The Substance : la critique de la pression des standards de beauté sur les femmes
- Sacha Mourat
- 25 janv.
- 3 min de lecture

Le film lauréat du Festival de Cannes « The Substance », écrit et réalisé par la cinéaste française Coralie Fargeat, avec les célèbres actrices Demi Moore et Margaret Qualley, raconte l’histoire horrifique d’Elisabeth Sparkle, une vedette d’une émission d’aérobic qui est licenciée le jour de ses 50 ans, jugée « trop âgée » pour poursuivre sa carrière. Suite à cette désillusion, Elisabeth reçoit une proposition inattendue : une mystérieuse substance qui lui permettrait de devenir « la meilleure version » d’elle-même, c’est-à-dire « plus jeune, plus belle, plus parfaite ».
Désespérée, Elisabeth s’injecte la substance et donne naissance à une version améliorée d’elle-même : Sue. Toutefois, des règles strictes encadrent cette transformation. La principale stipule qu’Elisabeth et Sue doivent partager leur temps de vie, en alternant chaque semaine. Lorsque l’une vit, l’autre dort. Elles doivent également se rappeler qu’elles ne forment « qu’une seule personne » malgré leurs corps distincts. Mais à mesure que l’histoire progresse, Elisabeth se rend compte qu’elle ne revit pas sa jeunesse comme elle l’espérait à travers Sue, et le récit prend alors une tournure tragique.
La caricature du "male gaze"
Le film, avec son esthétique horrifique et gore, dénonce l’obsession pour la beauté féminine et la jeunesse, tout en critiquant l’âgisme. Il cible le mythe selon lequel la valeur d’une femme repose sur son apparence et le regard masculin. Si certains critiques ont reproché au film une exagération ou une hypersexualisation dans certaines scènes dont une nudité jugée excessive et les gros plans sur les parties intimes des femmes , ils passent à côté de l’intention réelle : ces scènes grotesques mettent en lumière une hypersexualisation omniprésente des femmes, particulièrement dans l’ère contemporaine du culte de la beauté.
À travers des jeux de miroirs, des photographies et les interactions d’Elisabeth avec des hommes, Coralie Fargeat illustre le « male gaze ». L’utilisation d’effets gore notamment des projections de sang, des injections et des transformations corporelles grotesques amplifie la tension psychologique. Ces éléments nous forcent à ressentir un malaise similaire à celui d’Elisabeth, qui lutte contre sa propre haine d’elle-même tout au long du film.

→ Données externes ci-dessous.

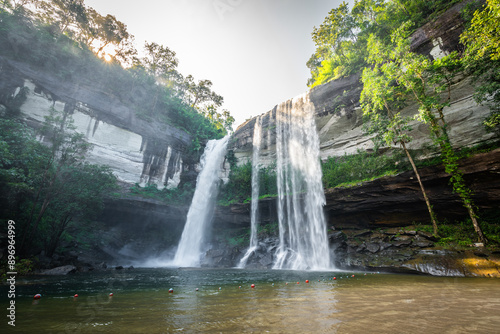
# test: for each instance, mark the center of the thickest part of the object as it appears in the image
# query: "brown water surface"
(141, 303)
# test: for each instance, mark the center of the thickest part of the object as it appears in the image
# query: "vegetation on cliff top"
(75, 44)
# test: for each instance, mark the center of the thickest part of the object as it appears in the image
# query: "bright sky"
(253, 51)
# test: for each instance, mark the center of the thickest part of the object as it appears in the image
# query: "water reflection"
(364, 304)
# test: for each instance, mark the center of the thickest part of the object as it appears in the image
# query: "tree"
(430, 84)
(160, 62)
(67, 148)
(64, 13)
(382, 99)
(82, 198)
(482, 58)
(27, 170)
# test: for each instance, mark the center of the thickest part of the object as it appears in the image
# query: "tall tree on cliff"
(429, 83)
(382, 99)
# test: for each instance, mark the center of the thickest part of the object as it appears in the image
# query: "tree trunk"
(427, 202)
(452, 168)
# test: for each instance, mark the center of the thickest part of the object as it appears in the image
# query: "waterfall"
(257, 139)
(200, 212)
(303, 242)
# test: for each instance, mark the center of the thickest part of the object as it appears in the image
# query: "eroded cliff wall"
(339, 116)
(136, 150)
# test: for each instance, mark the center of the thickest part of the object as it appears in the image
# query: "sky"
(253, 51)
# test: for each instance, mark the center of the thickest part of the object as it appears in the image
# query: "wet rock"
(427, 235)
(385, 245)
(372, 247)
(63, 270)
(266, 260)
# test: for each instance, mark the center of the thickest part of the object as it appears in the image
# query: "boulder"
(63, 270)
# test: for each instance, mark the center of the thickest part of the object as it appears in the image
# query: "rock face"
(339, 117)
(63, 270)
(136, 150)
(370, 223)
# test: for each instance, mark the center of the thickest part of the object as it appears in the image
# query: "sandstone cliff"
(136, 150)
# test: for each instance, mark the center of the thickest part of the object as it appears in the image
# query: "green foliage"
(342, 39)
(171, 196)
(48, 187)
(349, 169)
(151, 85)
(482, 59)
(23, 267)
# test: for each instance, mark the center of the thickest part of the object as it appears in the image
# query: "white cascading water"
(201, 210)
(303, 242)
(254, 242)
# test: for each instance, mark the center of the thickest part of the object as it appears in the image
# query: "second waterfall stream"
(201, 210)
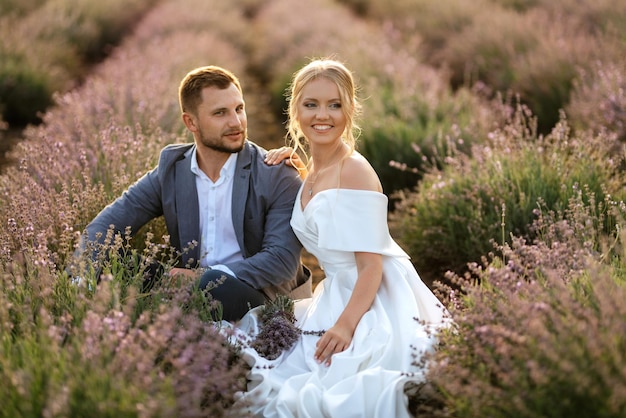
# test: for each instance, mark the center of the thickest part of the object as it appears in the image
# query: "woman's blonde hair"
(338, 73)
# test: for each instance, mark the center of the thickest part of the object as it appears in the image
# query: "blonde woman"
(372, 313)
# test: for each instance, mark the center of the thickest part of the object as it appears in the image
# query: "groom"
(219, 193)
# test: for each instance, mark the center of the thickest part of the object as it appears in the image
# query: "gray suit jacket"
(263, 199)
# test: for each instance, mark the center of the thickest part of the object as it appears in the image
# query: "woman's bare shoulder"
(357, 173)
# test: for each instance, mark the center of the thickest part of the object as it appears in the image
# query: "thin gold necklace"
(317, 174)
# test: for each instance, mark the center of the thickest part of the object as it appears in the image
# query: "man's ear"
(190, 121)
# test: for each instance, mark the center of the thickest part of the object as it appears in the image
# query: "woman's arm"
(339, 336)
(277, 155)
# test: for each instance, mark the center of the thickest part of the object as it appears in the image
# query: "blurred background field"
(496, 126)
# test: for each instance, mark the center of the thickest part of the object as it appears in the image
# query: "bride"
(372, 314)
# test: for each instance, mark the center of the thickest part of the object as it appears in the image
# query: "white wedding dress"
(367, 379)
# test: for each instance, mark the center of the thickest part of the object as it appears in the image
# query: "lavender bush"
(457, 213)
(547, 301)
(542, 333)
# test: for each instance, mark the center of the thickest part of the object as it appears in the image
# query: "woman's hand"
(277, 155)
(334, 341)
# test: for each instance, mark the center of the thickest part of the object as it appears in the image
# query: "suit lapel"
(187, 207)
(241, 183)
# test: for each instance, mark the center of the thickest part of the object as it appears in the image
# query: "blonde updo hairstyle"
(336, 72)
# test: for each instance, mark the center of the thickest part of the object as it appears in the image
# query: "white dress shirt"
(218, 243)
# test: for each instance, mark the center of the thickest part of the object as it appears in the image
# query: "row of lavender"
(485, 174)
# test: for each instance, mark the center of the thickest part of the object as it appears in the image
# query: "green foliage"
(45, 49)
(542, 333)
(25, 91)
(458, 213)
(417, 133)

Une métaphore de la relation toxique entre une mère et sa fille
Elisabeth, en tant que matrice, incarne implicitement une figure maternelle, tandis que Sue symbolise une fille s’épanouissant en puisant dans la vitalité de sa mère. Elisabeth projette sur Sue ses rêves d’enfance, espérant revivre à travers elle et même aller au-delà. Cette dynamique rappelle celle de certains parents qui voient leurs enfants comme une extension d’eux-mêmes et cherchent à leur faire accomplir ce qu’eux-mêmes n’ont pas pu réaliser.
Cependant, cette relation devient toxique, nourrissant jalousie, envie et ressentiment. Sue, en accaparant l’essence même d’Elisabeth, suscite chez cette dernière une frustration croissante, symbolisant la complexité des échanges de pouvoir et de beauté entre une mère et sa fille.
Une allégorie des troubles alimentaires
Le film évoque clairement les troubles alimentaires à travers le personnage d’Elisabeth, qui cherche à échapper à sa dépression par une consommation frénétique de nourriture. Les plans rapprochés insistent sur cet aspect, provoquant un dégoût chez le spectateur et illustrant la violence de cette perte de contrôle. Contrairement à de nombreuses œuvres contemporaines qui ont tendance à romantiser ces troubles, The Substance adopte une approche sans
concession.
Le film met en lumière la manière dont la société consomme le corps des femmes et les conditionne à adopter des comportements extrêmes , régimes drastiques, chirurgies, injections pour paraître plus jeunes, plus belles, plus désirables. Cette obsession est exacerbée à l’ère des réseaux sociaux et du « beauty privilege ». Cependant, derrière cette quête de
perfection, il reste un corps imparfait qui, naturellement, vieillit.
À travers la transformation monstrueuse d’Elisabeth, le film illustre les changements du corps féminin, souvent perçus par la société comme une dégradation. La ménopause, par exemple, n’est pas considérée comme une phase naturelle de la vie, mais comme un phénomène à craindre et à repousser. Finalement, à travers la fin tragique d’Elisabeth qui incarne les pressions sociales sous une forme monstrueuse, The Substance montre que la quête de perfection imposée aux femmes est non seulement vaine, mais destructrice, un rappel brutal des illusions entretenues par notre société obsédée par l’apparence.